I would’ve been amazing under a regime—totally put-out, totally grumpy, almost never collaborating. Refusing to publish—as a point of honor. Who trusts art, anymore? Not us. It couldn’t stop Bush, he pretended it didn’t exist and poof. But have you heard the audio of the subjects (quite a few, apparently) who resisted in the Milgram experiment? The one guy’s voice, when he tells off the experimenter, has that unmistakable, all-too-familiar note in it: A Problem With Authority. The kind that rises up from the medulla oblongata and in an instant makes your throat go desert-dry.

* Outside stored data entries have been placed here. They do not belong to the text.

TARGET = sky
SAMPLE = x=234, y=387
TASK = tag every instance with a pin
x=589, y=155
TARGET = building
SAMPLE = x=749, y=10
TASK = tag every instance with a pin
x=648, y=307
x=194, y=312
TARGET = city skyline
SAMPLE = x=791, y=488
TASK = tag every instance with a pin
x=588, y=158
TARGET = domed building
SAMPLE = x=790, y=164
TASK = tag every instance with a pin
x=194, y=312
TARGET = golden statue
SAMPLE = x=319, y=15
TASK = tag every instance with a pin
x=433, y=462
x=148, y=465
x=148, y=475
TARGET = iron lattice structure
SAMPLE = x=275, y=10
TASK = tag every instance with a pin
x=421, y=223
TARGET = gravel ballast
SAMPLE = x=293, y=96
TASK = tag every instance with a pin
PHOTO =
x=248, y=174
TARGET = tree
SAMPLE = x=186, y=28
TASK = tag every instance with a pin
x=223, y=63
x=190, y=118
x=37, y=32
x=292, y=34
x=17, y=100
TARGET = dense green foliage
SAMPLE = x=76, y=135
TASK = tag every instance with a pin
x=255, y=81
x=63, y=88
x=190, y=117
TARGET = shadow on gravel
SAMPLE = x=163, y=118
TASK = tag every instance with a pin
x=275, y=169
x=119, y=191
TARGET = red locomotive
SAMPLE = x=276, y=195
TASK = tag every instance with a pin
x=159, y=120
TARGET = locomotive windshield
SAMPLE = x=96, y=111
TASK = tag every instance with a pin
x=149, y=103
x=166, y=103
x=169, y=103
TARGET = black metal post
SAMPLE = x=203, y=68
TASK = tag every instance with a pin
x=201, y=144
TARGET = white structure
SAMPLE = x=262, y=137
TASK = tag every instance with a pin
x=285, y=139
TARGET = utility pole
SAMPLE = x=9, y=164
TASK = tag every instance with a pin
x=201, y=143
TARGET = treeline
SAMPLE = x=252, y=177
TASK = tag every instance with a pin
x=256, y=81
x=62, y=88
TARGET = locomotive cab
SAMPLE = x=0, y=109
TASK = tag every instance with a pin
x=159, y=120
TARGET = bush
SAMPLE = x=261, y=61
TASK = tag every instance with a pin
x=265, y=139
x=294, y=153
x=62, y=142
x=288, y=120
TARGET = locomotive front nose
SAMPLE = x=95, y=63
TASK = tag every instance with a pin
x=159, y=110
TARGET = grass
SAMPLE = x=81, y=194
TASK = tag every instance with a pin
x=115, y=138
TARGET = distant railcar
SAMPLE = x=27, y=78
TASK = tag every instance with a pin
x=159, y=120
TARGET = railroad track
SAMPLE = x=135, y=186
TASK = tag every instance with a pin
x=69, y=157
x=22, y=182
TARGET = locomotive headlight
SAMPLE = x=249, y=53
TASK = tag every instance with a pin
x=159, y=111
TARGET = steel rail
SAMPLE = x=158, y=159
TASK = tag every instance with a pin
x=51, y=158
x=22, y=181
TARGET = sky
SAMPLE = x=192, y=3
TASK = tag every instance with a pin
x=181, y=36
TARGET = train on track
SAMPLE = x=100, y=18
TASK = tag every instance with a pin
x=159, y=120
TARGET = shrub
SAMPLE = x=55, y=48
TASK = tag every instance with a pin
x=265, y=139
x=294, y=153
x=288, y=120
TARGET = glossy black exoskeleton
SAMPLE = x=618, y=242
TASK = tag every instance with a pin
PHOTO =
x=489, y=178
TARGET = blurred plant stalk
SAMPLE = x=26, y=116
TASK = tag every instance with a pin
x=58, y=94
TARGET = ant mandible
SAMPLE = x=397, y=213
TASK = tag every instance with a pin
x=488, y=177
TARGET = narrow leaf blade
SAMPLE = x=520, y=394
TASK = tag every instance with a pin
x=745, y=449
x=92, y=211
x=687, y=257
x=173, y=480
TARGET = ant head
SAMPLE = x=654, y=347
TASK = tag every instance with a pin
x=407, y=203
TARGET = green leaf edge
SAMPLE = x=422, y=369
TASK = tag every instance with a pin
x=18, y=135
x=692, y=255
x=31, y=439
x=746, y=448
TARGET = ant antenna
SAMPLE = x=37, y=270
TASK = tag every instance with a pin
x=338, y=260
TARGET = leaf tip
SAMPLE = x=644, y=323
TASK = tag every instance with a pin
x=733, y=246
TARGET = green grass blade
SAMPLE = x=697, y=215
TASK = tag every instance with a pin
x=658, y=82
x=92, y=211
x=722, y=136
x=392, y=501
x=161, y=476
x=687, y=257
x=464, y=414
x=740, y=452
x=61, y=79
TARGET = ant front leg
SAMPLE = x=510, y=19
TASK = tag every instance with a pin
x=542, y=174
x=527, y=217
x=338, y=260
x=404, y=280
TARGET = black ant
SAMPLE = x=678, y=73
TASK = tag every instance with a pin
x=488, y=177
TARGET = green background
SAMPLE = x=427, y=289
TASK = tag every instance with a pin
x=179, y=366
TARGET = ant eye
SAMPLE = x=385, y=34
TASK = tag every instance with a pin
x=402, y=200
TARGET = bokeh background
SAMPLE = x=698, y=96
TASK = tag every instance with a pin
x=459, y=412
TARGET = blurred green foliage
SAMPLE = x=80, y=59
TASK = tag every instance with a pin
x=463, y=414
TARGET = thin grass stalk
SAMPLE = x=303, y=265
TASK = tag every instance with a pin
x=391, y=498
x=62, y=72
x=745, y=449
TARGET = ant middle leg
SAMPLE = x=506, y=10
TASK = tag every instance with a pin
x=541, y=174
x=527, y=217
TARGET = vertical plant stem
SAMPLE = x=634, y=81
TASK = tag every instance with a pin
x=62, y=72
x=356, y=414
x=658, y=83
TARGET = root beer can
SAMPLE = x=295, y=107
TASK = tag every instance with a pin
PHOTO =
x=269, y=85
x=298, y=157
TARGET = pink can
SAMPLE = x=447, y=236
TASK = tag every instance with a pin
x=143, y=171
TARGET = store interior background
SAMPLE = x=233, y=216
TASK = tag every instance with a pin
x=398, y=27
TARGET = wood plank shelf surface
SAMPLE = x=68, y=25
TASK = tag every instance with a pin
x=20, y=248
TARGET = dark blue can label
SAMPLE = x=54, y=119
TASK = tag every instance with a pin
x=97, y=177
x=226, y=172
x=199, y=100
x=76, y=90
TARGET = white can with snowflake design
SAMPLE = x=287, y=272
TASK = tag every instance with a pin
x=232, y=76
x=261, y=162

Seventh film in the famous torture series and, one imagines, by its mind-blowing quality, without however having seen the others, the best. If Buster Keaton had made In the Penal Colony. A string of scenarios—as in old serials, or porn, or the literature of Christian comeuppance—played out by soap stars and Law and Order plaintiffs and a puffy Cary Elwes. A woman quartered by a spike on train rails. A woman who tells lies caught in a trap the key to which is attached by thread to a fishhook in her stomach, and the dude has to pull both key and hook out and if she screams a decibel-meter will advance four spikes into her throat. She screams. Later he must extract two of his own molars to find a lock combination that’s been etched on the teeth in his drugged sleep. His sin: he faked being a survivor. How we wish to be modern, i.e. cut up. And the pun is all too apt: we are split apart by what we “saw,” our complicity of vision means that we, too, are bound for a contraption, and the trap is: this, the 3-D space in which we are, by this spectacle, pierced. Come to think of it, the first time I ever even realized there were three dimensions was when I got that screensaver that ceaselessly builds the pipe, and pipe is the crude, endlessly available, and fundamental technology from which most of the evil stuff in this movie is built. Almost everyone at this Saturday show appears to be on a grim but weirdly giddy date.